Capisco che sta parlando con Paoletta. Ecco, è quando lo sento parlare con lei, senza vederlo, che prende forma l’illusione di un bambino ancora innocente intrappolato nella sua vita da adulto. Un bambino non morto del tutto.
Ma so che è illusione, perché il suo guscio duro e freddo protegge soltanto il nulla. Sentimenti defunti e passioni azzerate. Deve sapere la verità sul suo passato: è quello a farlo vivere giorno per giorno. Quando la conoscerà, andrà in pezzi? È la mia paura, forse la sua. Chi ha un solo scopo nella vita, cosa può fare quando lo raggiunge? Nulla gli resta da conquistare.
Chiudo gli occhi, li riapro: non gli permetterò di trascinarmi agli Inferi con lui.
Ho motivo per vivere ed è Paola che ride contenta.
Le piace avere gente attorno. Per troppi anni è stata costretta a una vita in incognito, solitaria.

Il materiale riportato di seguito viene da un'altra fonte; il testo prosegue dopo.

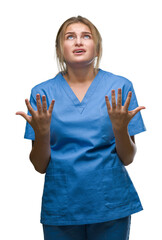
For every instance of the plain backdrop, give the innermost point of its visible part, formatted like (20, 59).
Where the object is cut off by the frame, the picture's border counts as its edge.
(132, 47)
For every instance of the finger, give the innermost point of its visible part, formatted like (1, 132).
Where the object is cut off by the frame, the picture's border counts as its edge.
(39, 105)
(138, 109)
(127, 102)
(51, 106)
(29, 107)
(24, 115)
(108, 103)
(44, 104)
(113, 100)
(119, 100)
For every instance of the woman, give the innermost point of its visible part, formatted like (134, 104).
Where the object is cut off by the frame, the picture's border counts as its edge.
(82, 125)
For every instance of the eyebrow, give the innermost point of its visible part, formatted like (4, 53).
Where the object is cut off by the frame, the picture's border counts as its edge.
(74, 32)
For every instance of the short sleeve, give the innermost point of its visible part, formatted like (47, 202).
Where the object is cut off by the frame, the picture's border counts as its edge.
(29, 132)
(136, 124)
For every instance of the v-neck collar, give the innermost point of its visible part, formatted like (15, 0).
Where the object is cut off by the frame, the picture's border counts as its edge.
(80, 105)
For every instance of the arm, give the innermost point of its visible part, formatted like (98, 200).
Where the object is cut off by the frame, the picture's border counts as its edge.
(120, 118)
(40, 121)
(125, 146)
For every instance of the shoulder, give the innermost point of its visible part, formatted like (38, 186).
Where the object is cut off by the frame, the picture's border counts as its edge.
(46, 85)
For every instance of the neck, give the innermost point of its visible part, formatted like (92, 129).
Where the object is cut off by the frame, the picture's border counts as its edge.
(80, 75)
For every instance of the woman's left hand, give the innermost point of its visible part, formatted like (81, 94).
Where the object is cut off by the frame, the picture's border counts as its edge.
(119, 115)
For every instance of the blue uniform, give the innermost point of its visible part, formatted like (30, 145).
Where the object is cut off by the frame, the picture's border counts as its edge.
(85, 181)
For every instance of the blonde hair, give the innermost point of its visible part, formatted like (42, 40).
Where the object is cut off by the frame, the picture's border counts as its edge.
(60, 37)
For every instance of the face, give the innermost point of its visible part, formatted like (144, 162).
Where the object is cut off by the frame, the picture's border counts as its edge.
(78, 45)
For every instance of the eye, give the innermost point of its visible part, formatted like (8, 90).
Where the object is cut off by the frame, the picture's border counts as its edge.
(87, 36)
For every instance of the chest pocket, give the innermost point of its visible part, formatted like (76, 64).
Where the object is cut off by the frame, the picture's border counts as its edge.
(106, 126)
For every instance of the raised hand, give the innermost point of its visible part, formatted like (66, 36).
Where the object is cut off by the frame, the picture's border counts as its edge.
(39, 120)
(119, 115)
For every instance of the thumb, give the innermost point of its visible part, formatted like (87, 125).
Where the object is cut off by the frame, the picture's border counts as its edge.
(25, 116)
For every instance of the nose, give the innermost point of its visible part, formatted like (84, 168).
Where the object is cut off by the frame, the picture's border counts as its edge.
(78, 41)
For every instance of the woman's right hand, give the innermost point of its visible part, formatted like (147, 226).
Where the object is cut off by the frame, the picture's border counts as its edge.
(40, 120)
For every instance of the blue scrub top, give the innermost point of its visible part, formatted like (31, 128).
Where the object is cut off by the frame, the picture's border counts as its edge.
(85, 181)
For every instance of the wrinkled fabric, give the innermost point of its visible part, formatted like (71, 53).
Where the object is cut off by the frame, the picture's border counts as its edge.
(112, 230)
(85, 181)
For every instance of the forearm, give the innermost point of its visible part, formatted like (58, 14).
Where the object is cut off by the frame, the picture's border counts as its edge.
(41, 153)
(125, 147)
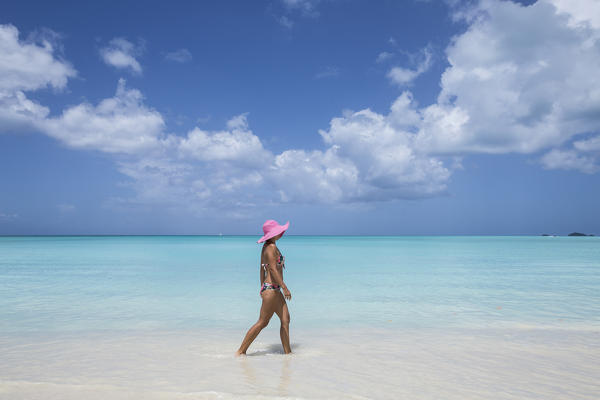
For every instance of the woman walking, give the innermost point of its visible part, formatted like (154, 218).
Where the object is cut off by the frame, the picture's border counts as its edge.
(272, 263)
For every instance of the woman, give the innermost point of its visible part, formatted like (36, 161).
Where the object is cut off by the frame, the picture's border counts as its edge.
(272, 263)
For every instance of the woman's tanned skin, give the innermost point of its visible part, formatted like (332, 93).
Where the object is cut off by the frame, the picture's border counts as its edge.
(273, 300)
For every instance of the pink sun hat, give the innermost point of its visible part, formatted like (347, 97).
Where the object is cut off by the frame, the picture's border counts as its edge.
(271, 229)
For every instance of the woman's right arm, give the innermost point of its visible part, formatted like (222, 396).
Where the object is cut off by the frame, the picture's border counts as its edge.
(275, 274)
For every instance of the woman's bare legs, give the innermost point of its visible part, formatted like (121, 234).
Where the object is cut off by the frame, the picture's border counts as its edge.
(269, 305)
(284, 316)
(273, 302)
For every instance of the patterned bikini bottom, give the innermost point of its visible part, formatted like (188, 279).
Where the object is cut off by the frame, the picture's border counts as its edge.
(268, 285)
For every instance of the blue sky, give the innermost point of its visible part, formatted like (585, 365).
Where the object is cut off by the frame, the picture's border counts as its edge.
(341, 116)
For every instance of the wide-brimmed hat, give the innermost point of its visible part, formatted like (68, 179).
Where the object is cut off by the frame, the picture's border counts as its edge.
(271, 229)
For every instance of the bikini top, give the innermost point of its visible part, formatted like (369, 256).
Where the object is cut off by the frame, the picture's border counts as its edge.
(280, 261)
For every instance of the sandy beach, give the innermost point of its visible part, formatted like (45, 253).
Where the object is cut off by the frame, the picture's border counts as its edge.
(524, 363)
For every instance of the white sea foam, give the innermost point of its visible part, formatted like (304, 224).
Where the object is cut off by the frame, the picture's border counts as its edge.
(332, 364)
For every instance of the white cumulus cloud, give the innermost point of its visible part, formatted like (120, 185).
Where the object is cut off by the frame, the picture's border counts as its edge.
(121, 124)
(27, 66)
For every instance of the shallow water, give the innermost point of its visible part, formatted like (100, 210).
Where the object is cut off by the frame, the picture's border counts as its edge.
(388, 318)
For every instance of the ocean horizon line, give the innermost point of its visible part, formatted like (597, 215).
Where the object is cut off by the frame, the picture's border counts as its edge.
(295, 235)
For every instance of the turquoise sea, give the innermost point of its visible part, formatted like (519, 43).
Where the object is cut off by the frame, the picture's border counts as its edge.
(182, 294)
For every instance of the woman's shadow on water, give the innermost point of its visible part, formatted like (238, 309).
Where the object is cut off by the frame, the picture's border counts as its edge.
(274, 349)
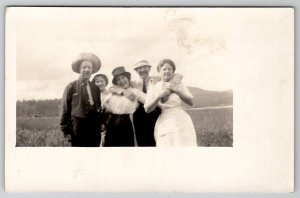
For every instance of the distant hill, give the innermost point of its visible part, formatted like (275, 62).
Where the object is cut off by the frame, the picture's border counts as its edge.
(51, 107)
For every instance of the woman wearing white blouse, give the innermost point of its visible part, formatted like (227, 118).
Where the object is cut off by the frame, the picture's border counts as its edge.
(119, 130)
(174, 127)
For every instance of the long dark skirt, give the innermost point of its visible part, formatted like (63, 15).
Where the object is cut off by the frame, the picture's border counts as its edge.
(119, 131)
(144, 124)
(86, 132)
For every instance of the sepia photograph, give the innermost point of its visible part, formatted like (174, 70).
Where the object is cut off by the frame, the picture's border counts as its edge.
(71, 91)
(149, 99)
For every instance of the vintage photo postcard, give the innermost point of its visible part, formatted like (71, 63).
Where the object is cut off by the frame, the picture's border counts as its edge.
(158, 99)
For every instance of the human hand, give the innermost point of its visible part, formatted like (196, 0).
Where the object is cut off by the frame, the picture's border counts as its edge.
(175, 87)
(128, 94)
(165, 95)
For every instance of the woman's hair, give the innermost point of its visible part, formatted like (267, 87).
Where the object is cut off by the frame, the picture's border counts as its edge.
(102, 76)
(164, 61)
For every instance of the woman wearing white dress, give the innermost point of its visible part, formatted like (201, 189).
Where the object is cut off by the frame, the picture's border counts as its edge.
(174, 127)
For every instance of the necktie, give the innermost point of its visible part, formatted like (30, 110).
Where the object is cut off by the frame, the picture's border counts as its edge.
(89, 94)
(144, 87)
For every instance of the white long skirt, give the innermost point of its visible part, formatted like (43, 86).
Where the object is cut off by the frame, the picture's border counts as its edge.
(174, 127)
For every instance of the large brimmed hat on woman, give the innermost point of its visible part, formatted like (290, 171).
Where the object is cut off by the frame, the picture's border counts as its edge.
(86, 57)
(120, 71)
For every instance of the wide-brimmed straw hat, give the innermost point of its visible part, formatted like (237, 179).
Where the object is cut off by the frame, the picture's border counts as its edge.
(86, 57)
(141, 63)
(119, 71)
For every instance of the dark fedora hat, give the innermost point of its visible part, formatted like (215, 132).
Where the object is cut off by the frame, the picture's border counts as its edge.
(119, 71)
(86, 57)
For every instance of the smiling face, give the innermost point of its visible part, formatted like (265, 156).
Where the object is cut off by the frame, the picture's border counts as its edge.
(100, 83)
(86, 68)
(143, 71)
(123, 81)
(166, 72)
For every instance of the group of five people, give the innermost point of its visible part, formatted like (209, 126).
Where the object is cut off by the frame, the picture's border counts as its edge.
(148, 110)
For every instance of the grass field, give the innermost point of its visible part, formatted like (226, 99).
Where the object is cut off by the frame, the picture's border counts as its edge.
(213, 127)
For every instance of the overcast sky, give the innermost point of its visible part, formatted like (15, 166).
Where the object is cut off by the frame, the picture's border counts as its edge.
(204, 43)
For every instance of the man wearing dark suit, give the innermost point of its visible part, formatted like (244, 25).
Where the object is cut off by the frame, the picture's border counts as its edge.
(80, 117)
(144, 123)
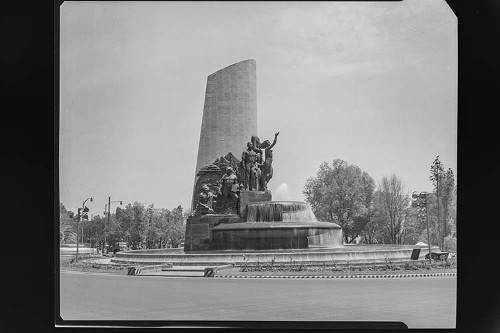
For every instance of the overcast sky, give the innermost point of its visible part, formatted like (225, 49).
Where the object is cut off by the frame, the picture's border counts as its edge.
(374, 84)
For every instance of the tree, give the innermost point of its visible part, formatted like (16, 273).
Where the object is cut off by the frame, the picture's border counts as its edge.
(444, 188)
(341, 193)
(176, 226)
(392, 202)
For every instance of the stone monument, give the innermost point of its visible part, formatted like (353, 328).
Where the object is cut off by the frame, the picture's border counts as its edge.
(232, 207)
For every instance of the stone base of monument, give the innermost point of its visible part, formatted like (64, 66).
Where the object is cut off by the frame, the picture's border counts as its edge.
(199, 230)
(247, 197)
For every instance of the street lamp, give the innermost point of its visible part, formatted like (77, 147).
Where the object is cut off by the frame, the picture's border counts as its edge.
(108, 205)
(420, 200)
(78, 225)
(90, 228)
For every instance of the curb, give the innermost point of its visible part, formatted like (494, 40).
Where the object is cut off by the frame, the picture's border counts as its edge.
(373, 276)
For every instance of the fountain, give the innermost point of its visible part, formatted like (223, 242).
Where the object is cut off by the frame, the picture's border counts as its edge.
(277, 225)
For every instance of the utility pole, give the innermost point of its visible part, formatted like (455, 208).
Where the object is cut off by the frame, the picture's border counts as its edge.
(80, 214)
(109, 205)
(427, 222)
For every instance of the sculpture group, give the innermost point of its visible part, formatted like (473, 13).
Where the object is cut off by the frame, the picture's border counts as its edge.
(252, 173)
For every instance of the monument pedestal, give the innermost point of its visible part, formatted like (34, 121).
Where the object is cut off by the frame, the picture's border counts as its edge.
(247, 197)
(199, 230)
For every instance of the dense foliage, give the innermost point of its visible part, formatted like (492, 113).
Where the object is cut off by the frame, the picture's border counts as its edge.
(344, 194)
(140, 226)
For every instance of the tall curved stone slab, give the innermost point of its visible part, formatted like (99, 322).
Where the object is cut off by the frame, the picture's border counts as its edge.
(229, 113)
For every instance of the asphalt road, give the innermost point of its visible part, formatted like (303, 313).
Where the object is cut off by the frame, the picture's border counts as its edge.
(425, 302)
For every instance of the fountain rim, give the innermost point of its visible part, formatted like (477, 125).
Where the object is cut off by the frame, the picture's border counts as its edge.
(275, 225)
(274, 202)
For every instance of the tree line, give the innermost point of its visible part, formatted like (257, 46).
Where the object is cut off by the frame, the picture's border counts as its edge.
(382, 214)
(141, 226)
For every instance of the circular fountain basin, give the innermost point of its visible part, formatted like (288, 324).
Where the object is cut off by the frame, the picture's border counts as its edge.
(276, 235)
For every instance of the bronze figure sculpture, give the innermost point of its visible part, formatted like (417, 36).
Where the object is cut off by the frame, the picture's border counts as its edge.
(267, 167)
(248, 160)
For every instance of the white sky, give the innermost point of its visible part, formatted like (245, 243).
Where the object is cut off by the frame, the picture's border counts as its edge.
(374, 84)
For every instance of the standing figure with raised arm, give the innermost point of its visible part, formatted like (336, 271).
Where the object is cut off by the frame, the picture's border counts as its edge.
(267, 167)
(248, 161)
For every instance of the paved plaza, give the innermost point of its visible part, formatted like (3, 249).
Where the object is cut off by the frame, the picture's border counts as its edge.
(418, 302)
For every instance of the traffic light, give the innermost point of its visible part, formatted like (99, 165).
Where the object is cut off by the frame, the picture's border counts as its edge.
(85, 213)
(419, 199)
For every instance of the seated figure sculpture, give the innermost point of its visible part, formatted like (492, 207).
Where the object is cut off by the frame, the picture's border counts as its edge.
(248, 160)
(229, 191)
(205, 201)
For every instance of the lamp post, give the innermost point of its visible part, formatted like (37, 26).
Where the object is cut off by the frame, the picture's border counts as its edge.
(109, 213)
(90, 228)
(78, 225)
(420, 200)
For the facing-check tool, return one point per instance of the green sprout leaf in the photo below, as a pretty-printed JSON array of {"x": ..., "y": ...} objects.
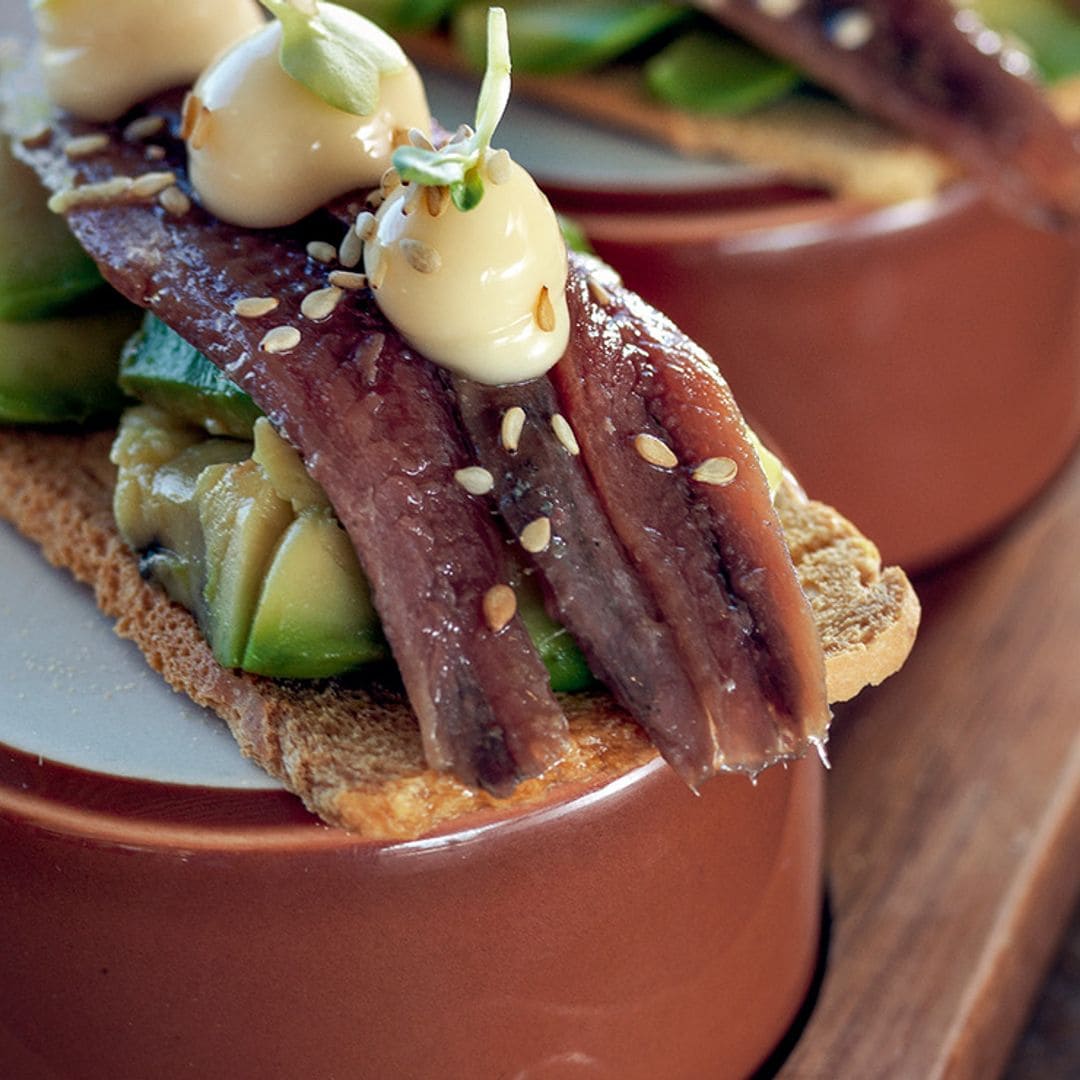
[
  {"x": 457, "y": 165},
  {"x": 337, "y": 54}
]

Mi alzo, infilo il camicione che è la mia tenuta estiva. Passo le dita fra i capelli che sono lunghi e ricci, una selva rossa che mi ha sempre impedito di passare inosservata, anche quando lo volevo.
Esco dalla camera e sono in zona giorno. Quei due sono seduti alla penisola, fianco a fianco come complici.
Lui alza gli occhi e tace, ma Paola parla per due: – Marco mi ha preparato la colazione! Ha trovato tutto al primo colpo.
Non le dico che forse qui era già stato, perché toglierle l’entusiasmo? Mi avvicino. Sì, lui ha fatto le cose in grande. Scodella con il latte e il cacao, fette di pane spalmate di marmellata. Anche una spremuta d’arancia. E la tovaglietta che io non metto mai.
Ha la polo e i pantaloni di ieri sera, non si è cambiato. Eppure, deve essere sceso a prendere il necessario per radersi. Ha previsto di ripartire?
– Il caffè è ancora caldo.
Vado e mi verso una tazzina colma. Bevo un sorso, poi prendo una fetta di pane tostato. Mangiucchio: se ho la bocca piena, è più difficile cadere nella tentazione di chiedergli che intenzioni abbia. Un altro sorso di caffè.
– Fin quando resti? – me lo chiede non con voce da amico ma da controllore. Come se non avesse sentito quando ho detto alla Grandi che lunedì riapro il bar.
Alzo le spalle. Che si impicchi.
Un buffetto quasi affettuoso sulla guancia di Paola, un vago gesto a me ed è fuori.